How cache invalidation works

The cache stores a fingerprint of your forward graph alongside the plan. The fingerprint hashes:
  • The number of nodes in the graph
  • The operation type at each node (matmul, relu, parameter, etc.)
  • The input edges of each node
  • The tensor shape at each node
  • The name of every Parameter and Input node
  • The graph output list
If any of these change — different shapes, renamed parameters, added/removed layers — the hash will not match and build_session_cached will recompile and overwrite the cache. A log message is emitted when this happens:
cache invalidated: graph hash mismatch
If the cache file does not exist yet, the function silently runs the full pipeline.

Cache file format

The cache is serialized as a RON (Rusty Object Notation) text file. RON is a human-readable format structurally similar to Rust expressions. The file contains a CachedPlan struct with two fields:
CachedPlan(
    graph_hash: 12345678901234567,
    plan: ExecutionPlan(
        buffers: [...],
        dispatches: [...],
        ...
    ),
)
You can inspect or version-control this file, though it is large for non-trivial models.

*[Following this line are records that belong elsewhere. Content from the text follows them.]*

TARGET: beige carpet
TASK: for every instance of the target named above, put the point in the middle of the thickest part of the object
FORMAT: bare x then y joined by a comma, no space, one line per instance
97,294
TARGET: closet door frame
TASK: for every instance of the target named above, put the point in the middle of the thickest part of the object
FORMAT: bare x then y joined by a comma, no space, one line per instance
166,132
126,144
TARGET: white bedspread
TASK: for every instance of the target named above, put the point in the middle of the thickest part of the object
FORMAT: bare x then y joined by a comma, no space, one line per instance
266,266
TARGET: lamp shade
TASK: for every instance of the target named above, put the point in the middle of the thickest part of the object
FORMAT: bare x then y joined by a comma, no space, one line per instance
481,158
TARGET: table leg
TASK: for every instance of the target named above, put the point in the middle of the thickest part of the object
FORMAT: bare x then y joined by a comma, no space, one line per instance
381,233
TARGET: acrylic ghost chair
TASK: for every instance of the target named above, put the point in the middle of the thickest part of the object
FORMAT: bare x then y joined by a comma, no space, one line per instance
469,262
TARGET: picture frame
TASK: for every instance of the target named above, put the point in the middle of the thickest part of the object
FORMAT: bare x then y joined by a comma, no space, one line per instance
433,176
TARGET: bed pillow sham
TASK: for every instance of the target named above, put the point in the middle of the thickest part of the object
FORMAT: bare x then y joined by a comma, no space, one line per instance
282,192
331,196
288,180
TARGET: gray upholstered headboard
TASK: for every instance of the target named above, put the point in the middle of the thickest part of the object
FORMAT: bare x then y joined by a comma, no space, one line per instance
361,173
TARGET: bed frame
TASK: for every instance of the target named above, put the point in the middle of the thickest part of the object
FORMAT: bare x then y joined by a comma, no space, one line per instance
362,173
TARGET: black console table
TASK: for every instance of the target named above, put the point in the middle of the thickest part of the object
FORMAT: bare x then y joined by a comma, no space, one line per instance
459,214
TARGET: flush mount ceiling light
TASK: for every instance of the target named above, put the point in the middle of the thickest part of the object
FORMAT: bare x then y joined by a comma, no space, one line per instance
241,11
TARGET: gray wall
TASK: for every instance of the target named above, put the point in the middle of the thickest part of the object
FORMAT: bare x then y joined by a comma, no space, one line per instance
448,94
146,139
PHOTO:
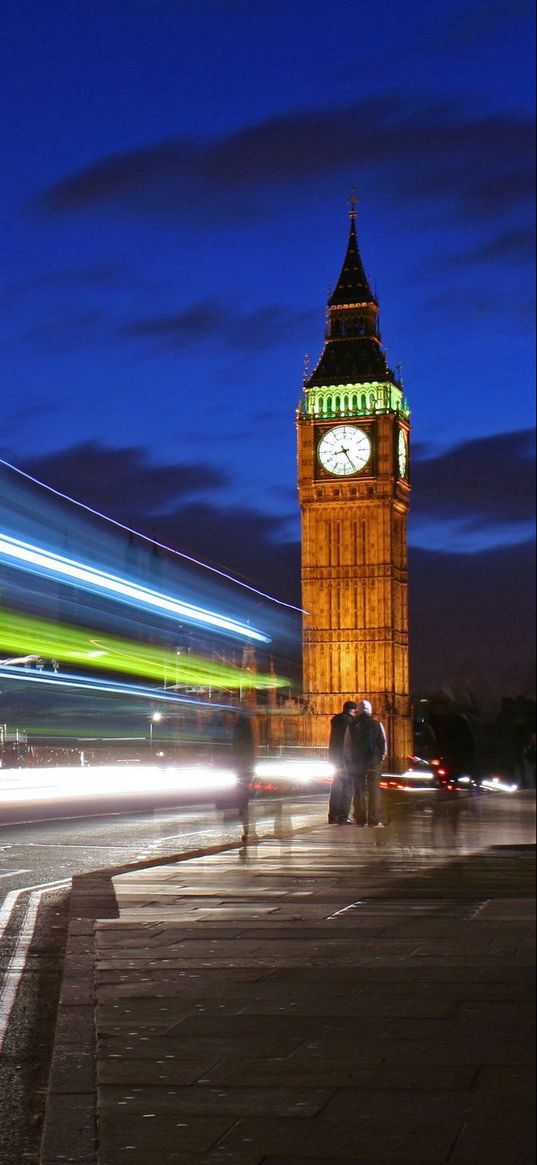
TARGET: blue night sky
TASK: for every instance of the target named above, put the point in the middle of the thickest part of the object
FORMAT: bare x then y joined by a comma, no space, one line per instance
174,213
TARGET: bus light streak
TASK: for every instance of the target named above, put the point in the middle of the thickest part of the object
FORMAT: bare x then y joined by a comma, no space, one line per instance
106,652
40,560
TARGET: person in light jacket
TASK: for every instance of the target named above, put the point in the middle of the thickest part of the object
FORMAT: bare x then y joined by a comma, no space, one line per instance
365,748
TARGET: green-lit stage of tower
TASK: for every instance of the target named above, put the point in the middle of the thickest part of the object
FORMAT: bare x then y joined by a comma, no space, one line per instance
353,486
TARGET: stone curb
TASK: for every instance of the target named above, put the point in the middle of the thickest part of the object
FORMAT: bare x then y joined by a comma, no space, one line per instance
70,1121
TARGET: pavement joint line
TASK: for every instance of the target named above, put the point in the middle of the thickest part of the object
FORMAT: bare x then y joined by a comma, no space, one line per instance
103,898
85,962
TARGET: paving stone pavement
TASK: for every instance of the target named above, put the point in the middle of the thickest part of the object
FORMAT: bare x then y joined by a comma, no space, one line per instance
316,998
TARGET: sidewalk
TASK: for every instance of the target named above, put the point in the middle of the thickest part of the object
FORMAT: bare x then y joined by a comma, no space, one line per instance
325,997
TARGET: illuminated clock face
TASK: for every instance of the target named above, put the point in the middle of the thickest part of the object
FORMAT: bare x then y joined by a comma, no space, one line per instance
344,450
402,453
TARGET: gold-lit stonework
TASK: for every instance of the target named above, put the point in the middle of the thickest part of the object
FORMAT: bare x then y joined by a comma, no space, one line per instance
353,487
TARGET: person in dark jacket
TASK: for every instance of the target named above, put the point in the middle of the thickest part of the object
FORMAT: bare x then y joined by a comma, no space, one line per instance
341,790
365,748
244,762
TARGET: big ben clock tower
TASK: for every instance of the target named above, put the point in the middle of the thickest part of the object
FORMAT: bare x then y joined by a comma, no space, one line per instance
353,487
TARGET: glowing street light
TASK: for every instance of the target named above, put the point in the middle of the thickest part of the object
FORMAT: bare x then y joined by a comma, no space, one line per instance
156,717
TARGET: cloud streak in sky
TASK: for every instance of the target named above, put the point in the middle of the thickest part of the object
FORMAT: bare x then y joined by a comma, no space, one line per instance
486,481
486,606
480,163
211,320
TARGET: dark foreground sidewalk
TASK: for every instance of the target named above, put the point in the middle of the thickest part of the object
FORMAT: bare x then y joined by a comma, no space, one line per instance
325,997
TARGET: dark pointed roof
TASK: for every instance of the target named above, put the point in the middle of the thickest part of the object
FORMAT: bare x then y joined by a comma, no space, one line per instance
352,286
353,352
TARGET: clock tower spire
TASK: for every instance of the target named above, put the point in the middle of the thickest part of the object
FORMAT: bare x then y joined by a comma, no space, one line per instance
353,486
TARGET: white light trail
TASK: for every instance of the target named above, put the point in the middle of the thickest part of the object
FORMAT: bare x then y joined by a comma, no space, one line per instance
153,542
91,578
86,683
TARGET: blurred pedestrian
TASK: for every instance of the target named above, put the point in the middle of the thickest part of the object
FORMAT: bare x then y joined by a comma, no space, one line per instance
244,762
365,748
341,789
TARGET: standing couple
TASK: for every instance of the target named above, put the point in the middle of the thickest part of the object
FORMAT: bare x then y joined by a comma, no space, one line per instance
357,749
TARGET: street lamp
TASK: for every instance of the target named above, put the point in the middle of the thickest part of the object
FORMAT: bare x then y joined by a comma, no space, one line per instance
154,720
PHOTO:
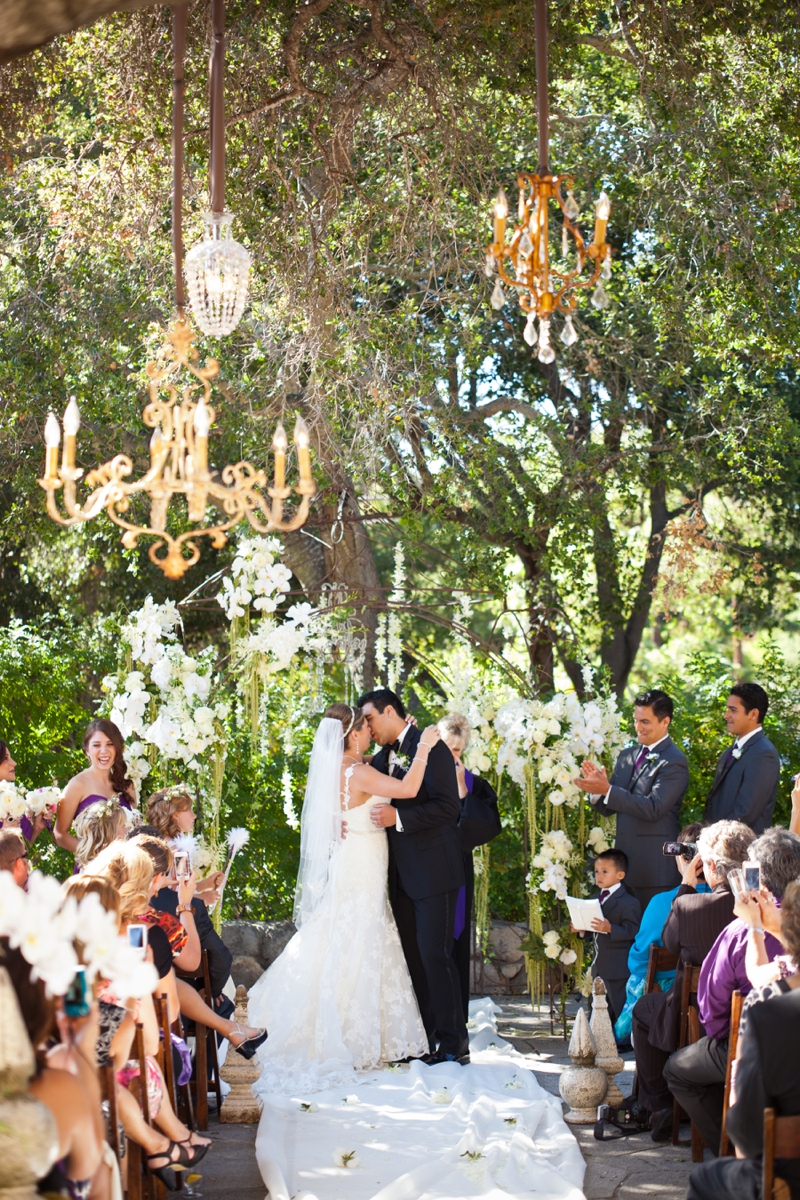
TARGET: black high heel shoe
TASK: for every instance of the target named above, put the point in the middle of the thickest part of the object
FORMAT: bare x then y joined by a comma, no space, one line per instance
248,1048
182,1163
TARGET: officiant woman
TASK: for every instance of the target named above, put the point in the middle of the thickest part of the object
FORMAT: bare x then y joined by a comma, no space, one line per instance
480,821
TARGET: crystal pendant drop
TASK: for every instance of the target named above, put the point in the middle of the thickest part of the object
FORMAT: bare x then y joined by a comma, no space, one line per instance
498,297
606,274
546,352
571,207
600,298
569,334
217,274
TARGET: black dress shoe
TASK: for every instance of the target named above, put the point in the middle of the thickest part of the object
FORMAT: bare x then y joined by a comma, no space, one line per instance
661,1125
248,1048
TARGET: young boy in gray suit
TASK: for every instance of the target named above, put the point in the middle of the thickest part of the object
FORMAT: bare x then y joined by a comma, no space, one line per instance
615,931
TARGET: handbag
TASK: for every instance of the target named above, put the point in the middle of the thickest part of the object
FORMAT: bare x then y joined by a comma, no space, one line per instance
480,819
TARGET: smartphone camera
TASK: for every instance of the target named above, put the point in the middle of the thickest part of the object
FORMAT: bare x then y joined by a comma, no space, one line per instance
686,850
76,1001
181,863
138,939
752,873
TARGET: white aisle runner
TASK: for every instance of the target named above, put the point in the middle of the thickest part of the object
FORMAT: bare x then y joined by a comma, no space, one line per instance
426,1133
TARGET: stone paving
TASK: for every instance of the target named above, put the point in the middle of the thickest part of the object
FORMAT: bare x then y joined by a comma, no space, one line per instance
625,1169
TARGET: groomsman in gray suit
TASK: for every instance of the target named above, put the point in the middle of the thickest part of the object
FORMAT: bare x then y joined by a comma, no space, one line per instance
645,791
747,773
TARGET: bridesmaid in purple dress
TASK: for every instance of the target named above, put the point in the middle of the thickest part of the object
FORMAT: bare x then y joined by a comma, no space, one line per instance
104,777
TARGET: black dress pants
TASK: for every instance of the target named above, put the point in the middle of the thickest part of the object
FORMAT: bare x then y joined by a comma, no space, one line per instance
653,1092
727,1179
426,930
696,1078
463,943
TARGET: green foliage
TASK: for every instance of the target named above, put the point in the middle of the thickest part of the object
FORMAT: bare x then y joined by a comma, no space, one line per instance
701,691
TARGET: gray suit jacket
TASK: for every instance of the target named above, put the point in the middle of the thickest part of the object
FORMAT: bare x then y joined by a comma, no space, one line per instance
647,802
745,789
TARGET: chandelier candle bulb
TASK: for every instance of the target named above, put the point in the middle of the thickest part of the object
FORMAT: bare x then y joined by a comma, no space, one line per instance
602,213
52,442
500,214
280,444
301,439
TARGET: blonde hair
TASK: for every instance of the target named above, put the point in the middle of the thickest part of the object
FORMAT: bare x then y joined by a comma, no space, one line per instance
455,727
97,827
350,717
163,805
130,870
79,886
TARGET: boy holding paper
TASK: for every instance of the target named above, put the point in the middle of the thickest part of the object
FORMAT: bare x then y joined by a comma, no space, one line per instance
615,930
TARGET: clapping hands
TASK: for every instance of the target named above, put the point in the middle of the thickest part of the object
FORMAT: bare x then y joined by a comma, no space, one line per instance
593,779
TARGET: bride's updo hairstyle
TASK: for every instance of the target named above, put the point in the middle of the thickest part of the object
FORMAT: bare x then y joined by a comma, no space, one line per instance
350,718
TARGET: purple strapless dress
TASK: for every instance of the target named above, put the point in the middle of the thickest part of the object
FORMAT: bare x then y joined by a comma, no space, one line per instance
92,799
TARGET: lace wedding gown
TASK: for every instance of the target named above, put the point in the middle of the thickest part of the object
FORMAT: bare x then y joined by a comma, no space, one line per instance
340,997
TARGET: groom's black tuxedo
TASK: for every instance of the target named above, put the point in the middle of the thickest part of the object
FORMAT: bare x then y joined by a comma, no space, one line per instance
426,870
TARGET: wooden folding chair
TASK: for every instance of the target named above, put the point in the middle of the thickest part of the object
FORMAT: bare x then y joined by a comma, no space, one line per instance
657,960
781,1140
689,1031
205,1047
726,1147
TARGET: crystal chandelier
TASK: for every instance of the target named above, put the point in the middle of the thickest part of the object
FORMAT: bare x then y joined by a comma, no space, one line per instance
547,286
217,269
181,418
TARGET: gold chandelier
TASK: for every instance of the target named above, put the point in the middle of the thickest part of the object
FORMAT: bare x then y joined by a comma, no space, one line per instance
179,466
181,417
543,286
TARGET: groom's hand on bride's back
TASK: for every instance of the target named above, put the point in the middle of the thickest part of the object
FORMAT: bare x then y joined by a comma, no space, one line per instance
383,815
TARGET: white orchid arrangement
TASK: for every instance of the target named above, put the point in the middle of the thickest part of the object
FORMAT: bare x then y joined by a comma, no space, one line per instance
554,949
42,799
56,935
162,702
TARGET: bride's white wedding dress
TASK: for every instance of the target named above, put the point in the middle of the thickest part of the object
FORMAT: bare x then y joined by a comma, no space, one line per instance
340,997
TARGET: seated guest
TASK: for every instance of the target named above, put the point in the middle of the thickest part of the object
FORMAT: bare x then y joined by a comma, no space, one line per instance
62,1091
97,827
768,1075
696,1074
692,927
185,948
13,856
650,930
480,821
172,813
746,779
615,930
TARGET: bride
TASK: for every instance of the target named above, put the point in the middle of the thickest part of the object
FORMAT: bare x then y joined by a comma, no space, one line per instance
340,997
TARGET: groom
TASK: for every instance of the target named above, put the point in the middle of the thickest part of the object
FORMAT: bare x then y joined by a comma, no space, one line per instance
425,871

It is safe to delete — build_session_cached will simply recompile.

Lower-level cache functions

If you need finer control, you can call the cache functions directly from the meganeura::cache module:
use meganeura::cache;
use std::path::Path;

// Save a compiled plan to disk (paired with the graph it was compiled from).
cache::save_plan(&plan, &forward_graph, Path::new("my_plan.ron")).unwrap();

// Load a cached plan — returns None if the file is missing or the hash mismatches.
if let Some(plan) = cache::load_plan(&forward_graph, Path::new("my_plan.ron")).unwrap() {
    let session = meganeura::runtime::Session::new(plan);
    // use session...
}
save_plan computes the graph hash and writes it alongside the ExecutionPlan in RON format. load_plan returns Ok(None) for a missing file (not an error), and Err(...) only for a corrupt or unreadable file.

What is and is not cached

CachedNot cached
Buffer layout (sizes, dtypes)Model weights (set_parameter data)
GPU dispatch sequenceInput data
Kernel indices and workgroup sizesOptimizer state (Adam moments)
Fused op selectionsGPU device objects (recreated in Session::new)
The cache is purely a compilation artifact. Weights are stored separately — in memory while training, or in checkpoint files you manage yourself.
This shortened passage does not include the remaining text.